In a message dated 2/1/01 12:08:41 AM Eastern Standard Time,
[EMAIL PROTECTED] writes:
>
> Registry driven transformation will indeed be largely automated.
>
> True the business analyst will have to create the Registry entries,
> but once that is done, the SME will be re-use enabled, and also
> able to plug in process based solutions by selecting criteria
> and application interfaces at a higher level.
>
>
David,
(Really) sensible defaults seem likely to obviate even that work, don't you
think. An automaton, upon seeing new tags, fields, data, even document types
and transaction sets, would't be ready for beta w/o also testing those
defaults. Press of business aside.
Regards,
Jim Cunningham
P.S.
A document receiver should be table driven (dB records, actually) and create
new dB records to receive the document content data, notice new tags,
fields, types etc. and do some table driven list of activities then, like
email or page somebody. I did this in EDI, loooong ago.
I always printed such a "document", and in a pleasantly short time, the
client office staff could alway figure out it's "gist" and do the deal. EDI
in XML increases the likelyhood of this, perhaps too much (tag:seg-id::data
of label:label;word). Yet a default format for anything bearing "unknowns"
should simply tab data within table data that is a "wrapper" citing
tag/seg/etc. "descriptions", to elucidate to laymen, the answer to the "say
what?". Further, an additional parallel set of records, in lay terms,
producing a layperson's default version of such a document that tries a
little harder to be useful to them is a better solution approach.
I learned almost immediately, when I started working on EDI, If we got a PO,
nothing was going to stop us from shipping and invoicing the material, takin
care of biz ness. Too much work and money went into aquiring such
opportunity for any CEO to let a "typo" cause some dweeb to reject that
PO/piece of business. And, we had a default (manual entry screens) method of
replying to a typo'ed doc. that wouldn't auto-reply; a "complete business
system".
P.P.S.
Seems we will ever get new-to-XML(EDI) who want to bang code and worry about
the documentation and analysis when they get "something" working (that they
then have a stake in, perhaps have "bragged on", before they even knew what
it had really turned out to be). Hope not, this is a "profession". The
office staffs response to flawed documents not interfering with biz may be
the best point of view, upon which to formulate activity (BOTTOM up). In a
case such as this, perhaps, at least. Remember the paper system. A PO came
in for a line-item the clerks couldn't ID. The sales rep for that account
got notified at the very next call in, and he and his marketing management
saw another wonderful opportunity to make contact with a buying influence;
showing them how much we cared about his needs that we were being given the
opportunity to manage. To marketing professionals, these typos were manna
from heaven (the typo was theirs; you don't wnat to make cointact (sic) as
much about your typos; do you),
A short aside:
I always started with a client by letting them go first and "spew the dream
they wanted to live" (a a major stakeholder influence opportunity for them,
instead of the "dream they were currently living"); so that I could always
follow that with the same old question;
"Sooooooo, what do you want to end up with right now?".

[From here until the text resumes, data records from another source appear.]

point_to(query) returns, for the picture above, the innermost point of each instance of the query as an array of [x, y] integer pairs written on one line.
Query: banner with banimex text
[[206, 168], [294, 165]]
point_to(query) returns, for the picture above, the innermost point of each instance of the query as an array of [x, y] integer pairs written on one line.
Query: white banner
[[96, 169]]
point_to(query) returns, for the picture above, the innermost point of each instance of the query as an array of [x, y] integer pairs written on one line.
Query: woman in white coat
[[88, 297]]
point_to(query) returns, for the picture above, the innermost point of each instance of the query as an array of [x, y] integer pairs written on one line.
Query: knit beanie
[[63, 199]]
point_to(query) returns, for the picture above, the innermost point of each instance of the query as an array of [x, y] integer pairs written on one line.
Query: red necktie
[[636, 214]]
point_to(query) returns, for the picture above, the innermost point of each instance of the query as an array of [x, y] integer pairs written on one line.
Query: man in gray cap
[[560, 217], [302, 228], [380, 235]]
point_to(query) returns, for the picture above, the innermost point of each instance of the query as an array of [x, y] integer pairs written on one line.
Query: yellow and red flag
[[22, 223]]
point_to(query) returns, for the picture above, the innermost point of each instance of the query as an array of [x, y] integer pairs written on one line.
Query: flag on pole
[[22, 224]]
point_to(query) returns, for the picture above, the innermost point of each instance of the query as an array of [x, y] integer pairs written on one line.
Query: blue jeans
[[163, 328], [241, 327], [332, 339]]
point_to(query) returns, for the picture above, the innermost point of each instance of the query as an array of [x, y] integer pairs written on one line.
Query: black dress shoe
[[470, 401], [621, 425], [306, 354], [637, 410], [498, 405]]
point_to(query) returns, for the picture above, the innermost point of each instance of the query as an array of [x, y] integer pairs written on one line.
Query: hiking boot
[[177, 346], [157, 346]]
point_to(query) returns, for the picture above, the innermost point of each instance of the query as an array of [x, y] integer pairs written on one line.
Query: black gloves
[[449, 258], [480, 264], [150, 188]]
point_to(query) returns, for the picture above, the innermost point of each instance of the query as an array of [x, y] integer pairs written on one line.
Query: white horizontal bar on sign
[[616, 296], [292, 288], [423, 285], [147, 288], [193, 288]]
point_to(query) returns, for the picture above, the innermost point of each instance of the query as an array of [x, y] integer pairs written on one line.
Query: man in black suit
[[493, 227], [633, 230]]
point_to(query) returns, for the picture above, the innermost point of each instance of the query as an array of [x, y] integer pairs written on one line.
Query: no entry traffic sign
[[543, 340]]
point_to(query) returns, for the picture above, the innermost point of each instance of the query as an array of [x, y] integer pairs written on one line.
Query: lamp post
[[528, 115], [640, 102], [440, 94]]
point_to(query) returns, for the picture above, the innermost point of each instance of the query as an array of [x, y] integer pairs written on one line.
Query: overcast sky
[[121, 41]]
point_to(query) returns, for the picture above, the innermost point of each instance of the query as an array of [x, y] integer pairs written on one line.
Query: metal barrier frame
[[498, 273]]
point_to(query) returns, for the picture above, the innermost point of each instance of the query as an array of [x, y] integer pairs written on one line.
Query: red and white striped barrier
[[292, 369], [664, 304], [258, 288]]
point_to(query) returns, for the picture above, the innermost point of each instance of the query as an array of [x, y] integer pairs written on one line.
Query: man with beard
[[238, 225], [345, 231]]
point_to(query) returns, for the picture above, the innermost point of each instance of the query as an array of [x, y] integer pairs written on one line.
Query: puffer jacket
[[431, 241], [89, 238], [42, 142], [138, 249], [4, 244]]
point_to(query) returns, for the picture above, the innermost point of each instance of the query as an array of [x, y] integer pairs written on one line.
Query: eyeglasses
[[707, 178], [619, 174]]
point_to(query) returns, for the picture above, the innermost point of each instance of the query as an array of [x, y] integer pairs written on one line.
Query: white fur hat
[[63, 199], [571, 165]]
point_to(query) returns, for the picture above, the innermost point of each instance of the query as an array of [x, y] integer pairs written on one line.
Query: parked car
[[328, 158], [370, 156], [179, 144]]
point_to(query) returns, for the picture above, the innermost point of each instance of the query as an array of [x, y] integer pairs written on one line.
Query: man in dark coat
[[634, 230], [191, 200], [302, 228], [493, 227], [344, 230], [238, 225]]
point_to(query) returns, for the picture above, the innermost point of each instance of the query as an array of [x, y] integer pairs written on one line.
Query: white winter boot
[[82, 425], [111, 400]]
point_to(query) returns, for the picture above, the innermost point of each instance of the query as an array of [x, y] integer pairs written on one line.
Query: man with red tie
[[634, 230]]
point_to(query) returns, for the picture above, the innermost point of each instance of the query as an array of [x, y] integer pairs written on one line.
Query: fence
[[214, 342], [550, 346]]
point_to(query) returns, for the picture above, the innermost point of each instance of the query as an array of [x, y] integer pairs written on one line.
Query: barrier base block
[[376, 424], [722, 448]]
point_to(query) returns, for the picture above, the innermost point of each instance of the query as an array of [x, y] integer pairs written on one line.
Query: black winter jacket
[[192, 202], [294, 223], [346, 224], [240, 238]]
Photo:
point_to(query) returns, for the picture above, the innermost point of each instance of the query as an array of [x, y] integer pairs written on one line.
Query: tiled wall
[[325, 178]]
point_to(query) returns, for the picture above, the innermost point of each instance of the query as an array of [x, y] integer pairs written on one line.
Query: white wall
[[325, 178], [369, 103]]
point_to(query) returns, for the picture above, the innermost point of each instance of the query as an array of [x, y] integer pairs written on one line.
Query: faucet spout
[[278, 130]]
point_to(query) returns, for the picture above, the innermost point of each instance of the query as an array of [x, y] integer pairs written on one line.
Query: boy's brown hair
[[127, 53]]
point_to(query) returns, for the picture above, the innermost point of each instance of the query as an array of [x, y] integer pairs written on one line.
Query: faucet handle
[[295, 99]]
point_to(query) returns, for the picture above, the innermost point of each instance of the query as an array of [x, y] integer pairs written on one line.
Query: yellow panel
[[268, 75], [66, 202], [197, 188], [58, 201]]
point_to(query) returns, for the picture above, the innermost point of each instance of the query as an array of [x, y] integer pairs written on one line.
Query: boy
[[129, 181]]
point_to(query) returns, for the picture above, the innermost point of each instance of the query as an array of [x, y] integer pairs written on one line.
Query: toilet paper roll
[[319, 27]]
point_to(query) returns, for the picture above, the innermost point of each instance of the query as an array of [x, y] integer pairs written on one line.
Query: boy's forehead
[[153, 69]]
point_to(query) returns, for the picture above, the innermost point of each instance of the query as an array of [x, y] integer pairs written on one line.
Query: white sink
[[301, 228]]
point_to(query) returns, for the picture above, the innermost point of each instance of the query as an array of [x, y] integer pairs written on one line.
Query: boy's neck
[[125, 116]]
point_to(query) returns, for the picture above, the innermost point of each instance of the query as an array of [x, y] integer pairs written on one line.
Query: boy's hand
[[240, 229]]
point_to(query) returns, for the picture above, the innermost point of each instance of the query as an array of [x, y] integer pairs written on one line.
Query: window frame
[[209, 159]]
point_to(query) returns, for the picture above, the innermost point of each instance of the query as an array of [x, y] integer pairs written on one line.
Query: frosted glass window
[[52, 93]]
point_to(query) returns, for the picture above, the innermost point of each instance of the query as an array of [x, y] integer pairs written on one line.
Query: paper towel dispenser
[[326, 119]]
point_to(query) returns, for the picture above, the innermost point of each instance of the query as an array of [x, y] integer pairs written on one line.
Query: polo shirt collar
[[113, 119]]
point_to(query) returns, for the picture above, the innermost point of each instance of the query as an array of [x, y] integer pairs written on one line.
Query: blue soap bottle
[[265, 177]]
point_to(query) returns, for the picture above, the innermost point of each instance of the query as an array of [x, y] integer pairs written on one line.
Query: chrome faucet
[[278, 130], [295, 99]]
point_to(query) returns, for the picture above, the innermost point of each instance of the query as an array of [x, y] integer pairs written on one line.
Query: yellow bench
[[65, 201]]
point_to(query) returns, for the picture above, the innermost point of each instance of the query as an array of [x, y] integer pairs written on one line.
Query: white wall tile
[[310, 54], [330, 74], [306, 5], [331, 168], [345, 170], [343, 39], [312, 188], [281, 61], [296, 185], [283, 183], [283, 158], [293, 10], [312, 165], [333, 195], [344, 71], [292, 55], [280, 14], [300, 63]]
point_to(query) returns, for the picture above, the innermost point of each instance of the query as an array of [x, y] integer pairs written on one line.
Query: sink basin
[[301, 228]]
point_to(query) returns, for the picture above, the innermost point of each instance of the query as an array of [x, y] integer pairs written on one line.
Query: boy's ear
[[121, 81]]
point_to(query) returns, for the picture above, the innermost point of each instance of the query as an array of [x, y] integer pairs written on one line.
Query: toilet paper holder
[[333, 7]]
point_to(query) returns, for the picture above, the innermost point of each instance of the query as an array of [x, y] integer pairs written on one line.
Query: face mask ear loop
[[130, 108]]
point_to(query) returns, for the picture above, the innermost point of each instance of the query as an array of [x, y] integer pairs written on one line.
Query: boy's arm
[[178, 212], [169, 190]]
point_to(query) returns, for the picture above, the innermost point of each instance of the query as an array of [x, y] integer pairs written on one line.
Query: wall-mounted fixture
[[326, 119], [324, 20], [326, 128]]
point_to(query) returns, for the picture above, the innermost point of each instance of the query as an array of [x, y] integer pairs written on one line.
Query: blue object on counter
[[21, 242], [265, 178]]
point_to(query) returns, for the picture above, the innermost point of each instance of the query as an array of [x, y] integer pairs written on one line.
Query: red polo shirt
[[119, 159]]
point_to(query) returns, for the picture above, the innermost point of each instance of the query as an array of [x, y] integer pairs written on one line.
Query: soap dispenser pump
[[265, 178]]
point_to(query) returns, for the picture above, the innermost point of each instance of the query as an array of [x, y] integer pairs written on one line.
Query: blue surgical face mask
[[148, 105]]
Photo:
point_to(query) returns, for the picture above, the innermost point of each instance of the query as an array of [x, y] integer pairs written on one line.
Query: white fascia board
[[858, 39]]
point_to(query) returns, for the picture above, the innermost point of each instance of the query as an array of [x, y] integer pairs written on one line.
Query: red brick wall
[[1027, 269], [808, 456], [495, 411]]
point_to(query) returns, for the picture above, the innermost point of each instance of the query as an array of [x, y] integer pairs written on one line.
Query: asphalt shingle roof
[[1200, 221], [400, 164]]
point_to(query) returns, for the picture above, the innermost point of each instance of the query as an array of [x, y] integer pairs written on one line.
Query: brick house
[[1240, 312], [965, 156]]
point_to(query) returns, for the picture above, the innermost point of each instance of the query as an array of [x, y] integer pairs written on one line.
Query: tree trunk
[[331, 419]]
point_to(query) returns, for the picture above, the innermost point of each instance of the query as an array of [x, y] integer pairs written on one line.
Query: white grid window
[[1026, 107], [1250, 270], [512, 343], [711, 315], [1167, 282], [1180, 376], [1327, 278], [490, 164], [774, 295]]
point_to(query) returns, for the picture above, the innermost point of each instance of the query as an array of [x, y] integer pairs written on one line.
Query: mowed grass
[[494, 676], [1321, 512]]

Then, and at any and every contact, I would ask the same question again,
"roll" the answer around with them until "we" could express it as a single
sentence (compound senteces were allowed for their "how to" ideas
(expectations); make a show of writing that sentence down with date and
initial; rereading it to them to then ask them to initial; and then: just go
do that. If you can't express an idea in a single sentence, the matter seems
worthy of further investigation.
Bottom up; it seems the only way to assure you are doing what they need done;
the job. That this "alllows" for advising, recommending, etc., which
requires you start over with the question>signed-sentence sequence though,
should never be overlooked. But it is a "way" to document (bill) the
professional content that too many think ought to be free. You impart on
them an acknowledgement of your professional contribution, w/o letting them
get fuzzy on the "contribution" part. Yet much if not most of such
professional contribution may be better managed post
concept/model/demo/prototype, where you need above all at that point, to
demonstrate you did exactly as asked/initialed-by-them, first off. It's
always so much better to have them report up that "success" has begun and
from their internal point of view, via their guy, looks good (is worth the
money they owe you so far); internal inter-dept. budget billing etc. aside
(if you work for same firm).
For me, this approach "ended up with" the EDI system I referred to above,
rather quickly, with the resultant fault tolerant "clerk" empowerment
mentioned. They didn't call me in a panic/resentment based mode about "my
code" imperiling their biz. or customer relationship, which they properly
valued immensely, and could tolerate NO risk for.